Ci credo. E il resto del tempo?
«Nei pomeriggi di noia, suonavo il piano. Poi arrivava Nino Rota e facevamo un gioco bellissimo. Lui mi suonava le sue musiche, e io potevo scegliere in che versione ascoltarle. Chessò il motivo de “La strada”, dicevo Chopin o Gershwin e lui eseguiva».
Rota che fa il jukebox vivente mescolando le epoche. E le altre estati?
«Ischia, Capri, e poi la villa di Carlo Ponti ad Amalfi dove Polanski girò “What?”. Per me è un cerchio magico questo giro, con Napoli al centro, dove c’è una estate italianissima eppure internazionale. Poi in quella casa, anni dopo, ho voluto portare mia moglie».
L’ha portata nel passato.
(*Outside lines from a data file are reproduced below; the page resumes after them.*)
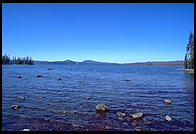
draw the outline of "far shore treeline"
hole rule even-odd
[[[2,56],[2,64],[26,64],[26,65],[34,65],[34,60],[31,57],[14,57],[11,59],[7,54]]]

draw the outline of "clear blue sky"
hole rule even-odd
[[[3,3],[2,54],[34,60],[184,60],[193,3]]]

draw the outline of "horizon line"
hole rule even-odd
[[[48,60],[34,60],[34,61],[40,61],[40,62],[63,62],[67,61],[70,59],[66,60],[53,60],[53,61],[48,61]],[[76,60],[70,60],[73,62],[84,62],[84,61],[94,61],[94,62],[102,62],[102,63],[117,63],[117,64],[127,64],[127,63],[147,63],[147,62],[179,62],[179,61],[184,61],[184,60],[158,60],[158,61],[135,61],[135,62],[107,62],[107,61],[96,61],[96,60],[82,60],[82,61],[76,61]]]

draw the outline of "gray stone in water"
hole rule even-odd
[[[58,80],[62,80],[61,78],[58,78]]]
[[[19,100],[24,100],[24,97],[23,96],[19,96],[18,99]]]
[[[30,131],[30,129],[28,129],[28,128],[25,128],[25,129],[23,129],[22,131]]]
[[[52,68],[48,68],[48,70],[52,70]]]
[[[132,114],[131,117],[133,119],[140,119],[144,116],[144,113],[135,113],[135,114]]]
[[[136,127],[136,128],[135,128],[135,131],[142,131],[142,128]]]
[[[143,121],[144,121],[144,123],[146,124],[146,125],[150,125],[151,124],[151,122],[150,121],[148,121],[147,119],[143,119]]]
[[[130,78],[126,78],[125,81],[131,81],[131,79]]]
[[[95,109],[100,112],[107,112],[109,109],[105,104],[98,104]]]
[[[90,98],[90,97],[86,97],[86,99],[87,99],[87,100],[90,100],[91,98]]]
[[[169,121],[169,122],[170,122],[170,121],[172,120],[172,118],[171,118],[171,117],[169,117],[168,115],[166,115],[166,116],[165,116],[165,120],[167,120],[167,121]]]
[[[12,109],[13,109],[13,110],[18,110],[19,107],[20,107],[19,105],[12,105]]]
[[[67,114],[67,112],[66,111],[63,111],[62,114]]]
[[[165,100],[164,100],[164,103],[167,104],[167,105],[168,105],[168,104],[171,104],[171,102],[172,102],[172,101],[169,100],[169,99],[165,99]]]
[[[119,117],[119,118],[123,118],[123,117],[125,117],[125,113],[122,113],[122,112],[117,112],[117,116]]]
[[[37,75],[37,78],[43,77],[42,75]]]
[[[18,75],[17,78],[22,78],[22,76]]]

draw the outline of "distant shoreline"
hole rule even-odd
[[[184,66],[184,61],[136,62],[136,63],[125,63],[125,65]]]
[[[83,62],[77,62],[72,60],[65,61],[34,61],[35,64],[68,64],[68,65],[148,65],[148,66],[184,66],[184,61],[153,61],[153,62],[135,62],[135,63],[109,63],[109,62],[98,62],[93,60],[85,60]]]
Lei ha questa vena nostalgica, di saudade, che traspare in ogni film che scrive.
«Sì, una malinconia che nasce dalla troppa allegria vissuta. Che poi sono legato al Brasile. Di ritorno dal Perù dove ero andato per la tesi di laurea e mi son sentito male. Chiamo mio padre, che a Rio aveva girato “Copacabana palace”, e lui chiede aiuto a Mylène Demongeot, l’attrice del film, che venne a prendermi col suo compagno: Jobim. Feci la convalescenza a casa sua».
Ed ha suonato con lui?
«Sì, e c’erano anche João Gilberto e Vinicius de Moraes».
Il piano le ha regalato incontri superiori al cinema.
«Sì, ma le racconto un’altra storia. Dove il piano sembra marginale ma non lo è. Dopo la laurea, eravamo a New York e io facevo da interprete per i sopralluoghi di “Anastasia mio fratello”, e conobbi Tony Anastasia, fratello di Albert. Gli feci simpatia e mi scrisse un biglietto di presentazione, se fossi passato a Las Vegas. Il mio regalo di laurea era di poter rifare il viaggio di Kerouac, e ci passai. Mi ricordai del biglietto, lo mostrai a un portiere e quando arrivò: Al “Mokey” Faccinto, un Luca Brasi intelligente, capii la potenza della mafia italo-americana. Mi fece dare una suite al “Crystal”, dove c’era un pianoforte, mi spiegò che i Casinò funzionavano come il cinema: ognuno doveva recitare la sua parte; ma soprattutto mi fece conoscere una donna meravigliosa che avevo adocchiato in piscina, dicendole che ero un grande regista, ed esibendo come prova la mia suite col pianoforte. Quella è stata l’estate più bella della mia vita».
E quella più strana?
«Forse a 15 anni, dopo aver letto la “Recherche”, a casa mia c’era questa edizione di Gallimard di cui avevo scelto per caso il primo volume. Poi a scuola, con un mio amico, che era il nipote di Peggy Gugghenheim, ci ritrovammo ad amare quell’opera, e decidemmo di andare in pellegrinaggio nei luoghi di Proust. Ci ritrovammo noi due, e tutti professori, critici, studiosi. Immagini la scena».
Sembra che lei abbia vissuto in funzione dell’estate.
«Devo citare Flaiano: Non c’è che una stagione: l’estate. Tanto bella che le altre le girano attorno. L’autunno la ricorda, l’inverno la invoca, la primavera la invidia e tenta puerilmente di guastarla».
C’è una cosa che l’estate le ha insegnato?
«Che aveva ragione Leo Benvenuti quando diceva: “In fondo la vita sono venti estati utili”. È tutto lì».